Why ML/OCaml are good for writing compilers

Why ML/OCaml are good for writing compilers

Author:   Dwight VandenBerghe
Email: dwight@pentasoft.com
Date: 1998/07/28
Forums: comp.compilers
Let's use the term "ML" to mean SML or Objective Caml.  I'm a devotee
of Ocaml, but I have SML/NJ installed and although I prefer the
distribution, tools and overall implementation of Ocaml, I'd be
happy to write in SML/NJ if Ocaml wasn't around.  (I can't speak
for Haskell, gofer, hugs, or any of the lazy languages.  I think
that there are different kinds of people, some of whom like things
like deferred evaluation and other who like strict call-by-value.
I'm decidedly in the latter camp; I like how clean strict evaluation
is, how easy it is to understand exactly what is going on, and I
find that I have to give a little of that up with Haskell.  But
your mileage may vary.)  So although when I am writing about "ML"
I am writing about Ocaml, what I say also applies, I think, to SML/NJ.

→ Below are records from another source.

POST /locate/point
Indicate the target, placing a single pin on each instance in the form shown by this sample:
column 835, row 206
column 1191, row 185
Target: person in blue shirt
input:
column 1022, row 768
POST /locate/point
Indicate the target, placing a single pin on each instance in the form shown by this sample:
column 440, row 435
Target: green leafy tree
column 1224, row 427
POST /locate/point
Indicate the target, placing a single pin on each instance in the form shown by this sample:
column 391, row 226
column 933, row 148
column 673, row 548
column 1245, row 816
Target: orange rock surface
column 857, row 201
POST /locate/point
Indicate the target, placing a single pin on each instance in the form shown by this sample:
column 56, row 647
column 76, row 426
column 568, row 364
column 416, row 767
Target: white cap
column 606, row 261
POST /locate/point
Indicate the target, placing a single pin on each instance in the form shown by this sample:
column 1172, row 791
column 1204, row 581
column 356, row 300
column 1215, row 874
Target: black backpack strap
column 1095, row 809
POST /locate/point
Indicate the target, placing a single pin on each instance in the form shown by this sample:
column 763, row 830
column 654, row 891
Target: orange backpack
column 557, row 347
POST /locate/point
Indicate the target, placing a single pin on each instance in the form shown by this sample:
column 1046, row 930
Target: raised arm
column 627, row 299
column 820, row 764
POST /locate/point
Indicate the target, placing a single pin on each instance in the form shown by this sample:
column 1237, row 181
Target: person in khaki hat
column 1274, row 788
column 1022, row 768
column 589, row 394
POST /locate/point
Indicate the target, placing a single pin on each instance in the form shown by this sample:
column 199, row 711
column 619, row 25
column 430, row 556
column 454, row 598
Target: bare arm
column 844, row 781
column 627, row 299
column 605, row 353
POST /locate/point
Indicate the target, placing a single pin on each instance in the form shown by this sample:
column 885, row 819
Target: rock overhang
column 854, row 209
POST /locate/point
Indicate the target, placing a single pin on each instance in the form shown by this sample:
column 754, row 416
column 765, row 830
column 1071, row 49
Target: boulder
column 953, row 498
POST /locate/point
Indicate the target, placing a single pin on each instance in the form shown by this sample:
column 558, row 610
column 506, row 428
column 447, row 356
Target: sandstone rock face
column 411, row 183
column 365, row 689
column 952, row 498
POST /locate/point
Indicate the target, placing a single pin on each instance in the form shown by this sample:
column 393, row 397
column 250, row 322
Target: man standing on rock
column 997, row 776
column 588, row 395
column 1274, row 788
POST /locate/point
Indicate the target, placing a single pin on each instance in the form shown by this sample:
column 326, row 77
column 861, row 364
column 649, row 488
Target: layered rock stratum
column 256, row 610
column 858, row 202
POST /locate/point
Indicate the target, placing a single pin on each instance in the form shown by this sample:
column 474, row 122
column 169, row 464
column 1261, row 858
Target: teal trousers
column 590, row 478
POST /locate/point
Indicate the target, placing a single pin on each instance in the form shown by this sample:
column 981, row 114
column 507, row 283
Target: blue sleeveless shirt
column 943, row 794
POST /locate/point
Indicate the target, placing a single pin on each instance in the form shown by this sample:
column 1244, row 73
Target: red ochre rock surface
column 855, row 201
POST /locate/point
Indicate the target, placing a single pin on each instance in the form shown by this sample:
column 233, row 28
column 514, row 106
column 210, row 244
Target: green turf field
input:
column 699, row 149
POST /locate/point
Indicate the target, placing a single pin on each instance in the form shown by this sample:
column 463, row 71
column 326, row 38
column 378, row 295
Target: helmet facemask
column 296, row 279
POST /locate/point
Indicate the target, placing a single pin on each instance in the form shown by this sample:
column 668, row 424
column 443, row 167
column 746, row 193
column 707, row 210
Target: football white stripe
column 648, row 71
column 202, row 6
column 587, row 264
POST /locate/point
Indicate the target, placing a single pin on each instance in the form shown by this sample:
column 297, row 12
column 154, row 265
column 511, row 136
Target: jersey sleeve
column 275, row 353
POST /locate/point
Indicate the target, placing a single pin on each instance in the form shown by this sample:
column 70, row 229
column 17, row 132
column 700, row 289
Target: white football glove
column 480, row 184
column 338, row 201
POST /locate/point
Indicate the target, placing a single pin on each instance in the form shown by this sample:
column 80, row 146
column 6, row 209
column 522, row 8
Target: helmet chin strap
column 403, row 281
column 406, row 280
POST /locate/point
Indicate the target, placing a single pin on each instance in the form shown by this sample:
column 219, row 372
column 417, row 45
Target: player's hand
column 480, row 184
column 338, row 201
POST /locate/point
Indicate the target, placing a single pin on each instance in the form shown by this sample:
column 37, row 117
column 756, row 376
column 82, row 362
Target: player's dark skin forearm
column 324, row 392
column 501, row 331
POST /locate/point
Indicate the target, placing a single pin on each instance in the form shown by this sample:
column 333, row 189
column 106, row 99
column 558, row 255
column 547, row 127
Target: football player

So here is an unordered list of language features that seems to me
to make writing compilers a pleasure rather than a horrendous chore.

1.  Garbage collection.  It may seem elementary to mention this,
but gc is an incredible boon to programs that have lots of complex
data structures with short-to-intermediate lifetimes.  And compilers
are, above all, programs with complex data structures.  You gotta
be a data structure junkie to like compilers.  Well, C/C++, Pascal,
and their ilk, with unrestricted pointers and malloc and their
cousins, make you take out your own trash.  You have to be the
programmer and the janitor, at the same time.  Some of us are
better programmers than we are janitors.  ML has, perhaps, the
best gc around; it's so fast that for many real apps it's as fast
as the C++ malloc/free, and maybe even a little faster in some
cases.  You don't have to wring your hands about using ML's gc,
as you do with Java's, which is slow.  It's just there, invisible,
blindingly fast, and it works all the time, and your life is thus
made much easier.

2.  Tail recursion is optimized.  Thus, once you know how to take
advantage of it, you can write tree walks that don't eat up stack
space, and are very fast.  Now, to be fair, there are C++ compilers
(like VisualC++ 5) that supposedly have some tail recursion
eliminated, but you can't count on it (VC has a lot of bugs in
theirs).  ML is matched to recursion very well, and since many
of the data structures in compilers tend to be best handled with
recursive procedures, there is a good fit there.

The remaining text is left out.